Remembering the radicals

My sorrow comes from the recognition that the radical analyses of the feminist and civil-rights movements – the core insights of those movements that made it possible when I was young to imagine real liberation – are no longer recognized as a part of the conversation in the dominant political culture of the United States. It’s not just that such analyses have not been universally adopted – it would be naïve to think that in a few decades too many dramatic changes could be put into place, after all – but that they have been pushed even further to the margins, almost completely out of public view.

For example, when I talk about these ideas with students at the University of Texas it is for some the first time they have heard such things. It’s not that they have rejected the analyses or condemned the movements, but they did not know such radical ideas exist or had ever existed.

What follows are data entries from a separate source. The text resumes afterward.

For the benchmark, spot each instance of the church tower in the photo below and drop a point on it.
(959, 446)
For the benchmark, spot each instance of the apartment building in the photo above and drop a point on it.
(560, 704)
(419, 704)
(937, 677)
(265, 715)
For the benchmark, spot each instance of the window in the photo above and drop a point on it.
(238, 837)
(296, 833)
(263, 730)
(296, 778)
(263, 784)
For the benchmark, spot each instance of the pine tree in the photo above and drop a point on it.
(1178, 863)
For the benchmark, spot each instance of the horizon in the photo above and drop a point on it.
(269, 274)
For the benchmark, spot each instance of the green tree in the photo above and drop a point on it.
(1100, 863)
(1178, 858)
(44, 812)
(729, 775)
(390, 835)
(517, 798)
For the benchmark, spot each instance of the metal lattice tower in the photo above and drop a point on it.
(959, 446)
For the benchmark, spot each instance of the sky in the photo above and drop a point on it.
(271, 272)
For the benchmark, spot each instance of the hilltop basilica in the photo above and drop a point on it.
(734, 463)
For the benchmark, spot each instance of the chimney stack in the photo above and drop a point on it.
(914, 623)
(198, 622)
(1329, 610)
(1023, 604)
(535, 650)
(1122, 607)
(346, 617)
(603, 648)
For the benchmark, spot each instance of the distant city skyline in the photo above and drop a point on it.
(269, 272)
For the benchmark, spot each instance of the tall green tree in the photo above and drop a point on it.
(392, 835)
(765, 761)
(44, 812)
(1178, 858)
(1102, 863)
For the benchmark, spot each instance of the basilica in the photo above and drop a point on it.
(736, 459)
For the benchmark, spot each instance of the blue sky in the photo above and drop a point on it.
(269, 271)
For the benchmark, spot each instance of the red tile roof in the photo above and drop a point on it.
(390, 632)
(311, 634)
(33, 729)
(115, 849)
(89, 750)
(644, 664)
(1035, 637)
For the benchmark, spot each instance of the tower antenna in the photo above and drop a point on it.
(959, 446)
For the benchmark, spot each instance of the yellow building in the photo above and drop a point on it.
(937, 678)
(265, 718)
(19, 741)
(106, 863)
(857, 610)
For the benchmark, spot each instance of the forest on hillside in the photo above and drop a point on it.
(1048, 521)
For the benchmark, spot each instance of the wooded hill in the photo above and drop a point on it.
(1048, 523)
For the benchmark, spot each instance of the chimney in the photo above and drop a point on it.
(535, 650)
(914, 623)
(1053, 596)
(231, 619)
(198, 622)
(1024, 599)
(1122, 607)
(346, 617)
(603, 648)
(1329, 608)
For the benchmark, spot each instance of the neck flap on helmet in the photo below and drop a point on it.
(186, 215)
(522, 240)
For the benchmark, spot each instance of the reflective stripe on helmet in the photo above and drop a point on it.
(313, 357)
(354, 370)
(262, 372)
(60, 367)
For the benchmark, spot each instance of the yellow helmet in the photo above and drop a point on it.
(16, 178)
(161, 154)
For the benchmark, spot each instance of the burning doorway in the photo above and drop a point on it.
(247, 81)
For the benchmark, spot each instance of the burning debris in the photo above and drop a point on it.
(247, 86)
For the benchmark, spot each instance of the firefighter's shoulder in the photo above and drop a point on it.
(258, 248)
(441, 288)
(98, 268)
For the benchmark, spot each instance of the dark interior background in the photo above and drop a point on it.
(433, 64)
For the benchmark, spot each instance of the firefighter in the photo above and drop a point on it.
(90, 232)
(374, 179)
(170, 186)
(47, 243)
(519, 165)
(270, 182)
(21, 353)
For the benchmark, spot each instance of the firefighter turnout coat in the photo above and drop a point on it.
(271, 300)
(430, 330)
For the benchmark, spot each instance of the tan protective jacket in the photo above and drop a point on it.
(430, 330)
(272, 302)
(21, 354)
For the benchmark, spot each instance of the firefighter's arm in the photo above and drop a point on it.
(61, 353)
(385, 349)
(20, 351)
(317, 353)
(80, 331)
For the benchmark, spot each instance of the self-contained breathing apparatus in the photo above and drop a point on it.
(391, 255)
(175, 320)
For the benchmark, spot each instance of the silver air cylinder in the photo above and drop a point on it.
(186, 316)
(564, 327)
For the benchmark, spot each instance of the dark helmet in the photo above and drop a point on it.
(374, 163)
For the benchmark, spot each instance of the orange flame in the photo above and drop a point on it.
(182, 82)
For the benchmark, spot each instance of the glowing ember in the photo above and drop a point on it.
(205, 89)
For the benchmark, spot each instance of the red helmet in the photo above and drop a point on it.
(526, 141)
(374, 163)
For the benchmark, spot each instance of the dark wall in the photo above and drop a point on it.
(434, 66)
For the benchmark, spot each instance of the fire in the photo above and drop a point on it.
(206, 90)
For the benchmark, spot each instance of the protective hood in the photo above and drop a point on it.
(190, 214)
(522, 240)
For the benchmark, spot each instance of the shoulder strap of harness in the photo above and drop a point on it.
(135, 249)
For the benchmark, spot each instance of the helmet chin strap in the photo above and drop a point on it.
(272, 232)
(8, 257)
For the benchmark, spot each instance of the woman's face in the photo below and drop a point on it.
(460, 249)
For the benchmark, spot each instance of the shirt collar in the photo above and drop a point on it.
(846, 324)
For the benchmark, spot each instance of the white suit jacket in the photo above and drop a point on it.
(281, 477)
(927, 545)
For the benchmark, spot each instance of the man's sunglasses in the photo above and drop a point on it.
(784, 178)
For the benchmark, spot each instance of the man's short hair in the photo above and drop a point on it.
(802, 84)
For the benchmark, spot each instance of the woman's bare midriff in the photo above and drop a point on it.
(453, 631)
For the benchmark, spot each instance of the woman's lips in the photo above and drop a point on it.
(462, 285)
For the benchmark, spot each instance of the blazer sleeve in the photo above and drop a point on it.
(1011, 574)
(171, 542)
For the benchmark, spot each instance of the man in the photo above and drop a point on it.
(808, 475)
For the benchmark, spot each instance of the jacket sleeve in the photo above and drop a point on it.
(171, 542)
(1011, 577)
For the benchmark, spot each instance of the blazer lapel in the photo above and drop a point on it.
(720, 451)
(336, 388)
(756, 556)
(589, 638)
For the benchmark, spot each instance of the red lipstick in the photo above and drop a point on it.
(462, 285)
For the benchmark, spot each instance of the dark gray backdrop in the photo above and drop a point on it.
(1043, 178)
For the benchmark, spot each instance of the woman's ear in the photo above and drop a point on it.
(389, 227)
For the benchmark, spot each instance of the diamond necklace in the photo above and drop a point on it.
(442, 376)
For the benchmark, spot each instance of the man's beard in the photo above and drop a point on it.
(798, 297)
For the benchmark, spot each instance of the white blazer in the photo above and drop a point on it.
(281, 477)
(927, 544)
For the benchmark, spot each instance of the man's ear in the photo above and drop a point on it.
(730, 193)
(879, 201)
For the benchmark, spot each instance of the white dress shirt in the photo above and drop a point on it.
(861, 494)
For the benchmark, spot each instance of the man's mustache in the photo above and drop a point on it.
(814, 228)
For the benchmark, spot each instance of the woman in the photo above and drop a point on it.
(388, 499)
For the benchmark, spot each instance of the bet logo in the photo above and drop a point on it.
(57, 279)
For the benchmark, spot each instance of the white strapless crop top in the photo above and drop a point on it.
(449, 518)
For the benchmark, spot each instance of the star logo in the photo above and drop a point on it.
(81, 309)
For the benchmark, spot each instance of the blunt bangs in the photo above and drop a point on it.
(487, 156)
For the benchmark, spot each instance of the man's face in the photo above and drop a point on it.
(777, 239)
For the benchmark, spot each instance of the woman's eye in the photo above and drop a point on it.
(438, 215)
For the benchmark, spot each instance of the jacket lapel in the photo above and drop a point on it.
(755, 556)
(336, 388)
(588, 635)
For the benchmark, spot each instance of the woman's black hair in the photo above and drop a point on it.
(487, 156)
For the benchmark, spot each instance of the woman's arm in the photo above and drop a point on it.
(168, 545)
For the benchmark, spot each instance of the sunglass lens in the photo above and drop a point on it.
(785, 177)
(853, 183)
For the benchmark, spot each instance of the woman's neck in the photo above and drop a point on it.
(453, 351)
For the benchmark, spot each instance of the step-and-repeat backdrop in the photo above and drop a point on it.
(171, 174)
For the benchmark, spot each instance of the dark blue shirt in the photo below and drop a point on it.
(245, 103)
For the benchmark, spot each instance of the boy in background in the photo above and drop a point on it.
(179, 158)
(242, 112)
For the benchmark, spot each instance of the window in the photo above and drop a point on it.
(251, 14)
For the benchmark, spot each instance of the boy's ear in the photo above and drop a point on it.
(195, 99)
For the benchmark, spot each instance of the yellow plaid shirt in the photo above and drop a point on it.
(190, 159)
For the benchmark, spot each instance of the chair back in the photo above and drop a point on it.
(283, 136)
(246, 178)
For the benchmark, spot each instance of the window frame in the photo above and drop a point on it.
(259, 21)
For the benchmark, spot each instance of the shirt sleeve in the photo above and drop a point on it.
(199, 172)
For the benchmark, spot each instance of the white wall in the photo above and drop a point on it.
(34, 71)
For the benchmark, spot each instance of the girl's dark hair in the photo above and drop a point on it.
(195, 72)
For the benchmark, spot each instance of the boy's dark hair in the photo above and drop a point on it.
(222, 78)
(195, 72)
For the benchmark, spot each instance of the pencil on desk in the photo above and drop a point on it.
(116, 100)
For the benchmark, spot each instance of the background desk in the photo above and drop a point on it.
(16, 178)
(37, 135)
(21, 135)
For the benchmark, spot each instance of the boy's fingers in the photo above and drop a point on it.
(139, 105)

These students often do not know that these movements did not simply condemn the worst overt manifestations of sexism and racism, but went to the heart of the patriarchal and white-supremacist nature of U.S. society while at the same time focusing attention on the imperialist nature of our foreign policy and predatory nature of corporate capitalism. The most compelling arguments emerging from those movements didn’t suggest a kindler-and-gentler imperialist capitalist state, but an end to those unjust and unsustainable systems.

The irony is that Clinton and Obama, who today are viable candidates because of those movements, provide such clear evidence of the death of the best hopes of those movements. Those two candidates have turned away from these compelling ideas so completely that neither speaks of patriarchy and white supremacy. These are not candidates opposing imperialism and capitalism but candidates telling us why we should believe they can manage the system better.